Ele não chorou. Um riso escapou de seus lábios, um som agudo e quebrado que ecoou na sala silenciosa e sombria. Era um riso de puro desespero, a primeira de muitas piadas de mau gosto que ele faria sobre a morte.

— Você sempre disse que eu ia ser a sua morte, mamãe — sussurrou ele, a voz trêmula. — Que piada… que piada horrível.

Ele deixou o machado cair no chão com um baque metálico. Sem olhar para trás, pegou uma mochila já semi-abastecida e saiu de casa, deixando a porta aberta para o mundo podre entrar.

A cidade era um cadáver em decomposição. O cheiro de morte era tão pesado que dava para sentir o gosto na boca. May, movido por uma energia maníaca que brotava do seu trauma, parecia uma mariposa atraída pela chama do perigo.

— Olha só, galera! Fila única para o abraço grátis! — gritou ele, correndo em direção a um pequeno grupo de zumbis que arrastavam os pés em sua direção. Com uma faca de cozinha em cada mão, ele dançava entre eles, seus movimentos imprevisíveis e cheios de uma agilidade sobrenatural, uma mistura do estilo descontraído de Gojo Satoru com a tendência autodestrutiva de Osamu Dazai.

Foi em um beco, enquanto despachava o último zumbi com um golpe preciso (e desnecessariamente teatral), que ele sentiu uma presença. Não era a presença pesada e animalesca dos mortos-vivos. Era algo mais denso, mais silencioso. Mais perigoso.

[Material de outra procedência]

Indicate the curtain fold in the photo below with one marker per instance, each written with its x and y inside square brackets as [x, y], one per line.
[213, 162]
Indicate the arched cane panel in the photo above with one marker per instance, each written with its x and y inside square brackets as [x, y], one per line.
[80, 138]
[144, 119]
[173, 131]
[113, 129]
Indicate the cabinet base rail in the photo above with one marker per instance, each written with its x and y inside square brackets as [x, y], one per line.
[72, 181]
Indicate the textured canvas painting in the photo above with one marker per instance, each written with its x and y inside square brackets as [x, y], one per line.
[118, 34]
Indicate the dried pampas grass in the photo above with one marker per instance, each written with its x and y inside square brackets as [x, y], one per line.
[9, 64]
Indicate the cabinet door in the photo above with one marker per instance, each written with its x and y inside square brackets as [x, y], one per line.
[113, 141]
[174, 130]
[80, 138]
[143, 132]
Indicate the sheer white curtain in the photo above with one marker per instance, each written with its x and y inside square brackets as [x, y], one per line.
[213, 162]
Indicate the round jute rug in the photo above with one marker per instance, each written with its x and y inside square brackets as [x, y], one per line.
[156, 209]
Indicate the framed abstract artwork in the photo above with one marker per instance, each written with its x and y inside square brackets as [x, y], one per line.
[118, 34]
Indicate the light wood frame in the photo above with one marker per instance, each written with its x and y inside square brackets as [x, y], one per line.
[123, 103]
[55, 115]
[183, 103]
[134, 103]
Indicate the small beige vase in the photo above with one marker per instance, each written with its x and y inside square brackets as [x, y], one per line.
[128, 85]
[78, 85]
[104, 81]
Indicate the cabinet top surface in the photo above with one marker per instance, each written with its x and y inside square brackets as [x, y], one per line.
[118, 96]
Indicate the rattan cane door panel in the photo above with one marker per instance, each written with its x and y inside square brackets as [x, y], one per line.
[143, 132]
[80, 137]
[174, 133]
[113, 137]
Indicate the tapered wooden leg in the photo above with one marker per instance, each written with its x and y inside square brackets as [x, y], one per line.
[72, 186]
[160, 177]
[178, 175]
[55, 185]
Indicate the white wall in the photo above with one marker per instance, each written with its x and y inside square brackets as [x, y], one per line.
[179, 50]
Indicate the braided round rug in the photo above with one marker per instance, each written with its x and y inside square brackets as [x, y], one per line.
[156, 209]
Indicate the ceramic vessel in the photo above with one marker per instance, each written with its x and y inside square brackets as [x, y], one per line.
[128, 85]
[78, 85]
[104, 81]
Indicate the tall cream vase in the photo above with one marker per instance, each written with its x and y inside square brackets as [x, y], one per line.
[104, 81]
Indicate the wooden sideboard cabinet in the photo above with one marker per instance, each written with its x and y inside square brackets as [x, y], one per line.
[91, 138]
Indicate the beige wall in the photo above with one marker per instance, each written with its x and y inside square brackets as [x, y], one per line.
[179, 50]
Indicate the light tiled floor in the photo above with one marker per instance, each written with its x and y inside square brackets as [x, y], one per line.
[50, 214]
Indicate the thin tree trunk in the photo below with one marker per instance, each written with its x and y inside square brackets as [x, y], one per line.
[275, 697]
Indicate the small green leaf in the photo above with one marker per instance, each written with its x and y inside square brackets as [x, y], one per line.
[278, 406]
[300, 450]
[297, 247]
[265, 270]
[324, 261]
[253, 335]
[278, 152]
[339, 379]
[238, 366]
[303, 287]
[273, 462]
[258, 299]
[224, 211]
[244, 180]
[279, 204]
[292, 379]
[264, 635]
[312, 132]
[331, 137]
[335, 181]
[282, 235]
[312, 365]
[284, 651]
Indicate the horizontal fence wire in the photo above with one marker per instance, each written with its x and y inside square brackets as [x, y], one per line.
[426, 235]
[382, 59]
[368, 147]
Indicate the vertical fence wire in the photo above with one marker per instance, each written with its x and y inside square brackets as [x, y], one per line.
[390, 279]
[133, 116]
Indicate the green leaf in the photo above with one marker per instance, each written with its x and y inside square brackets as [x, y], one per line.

May se virou, um sorriso largo e insano ainda estampado no rosto, e o viu.

Era alto, muito alto, talvez 1,95m. Seus cabelos castanhos com longos cachos balançavam suavemente sobre os ombros. A pele era negra como ébano, e seus olhos… eram olhos de lobo, de um amarelo intenso e penetrante que parecia ver através da fachada de loucura de May. O olhar era pesado, calado, carregado de uma dor tão profunda quanto a dele, mas congelada em gelo, não queimando em fogo.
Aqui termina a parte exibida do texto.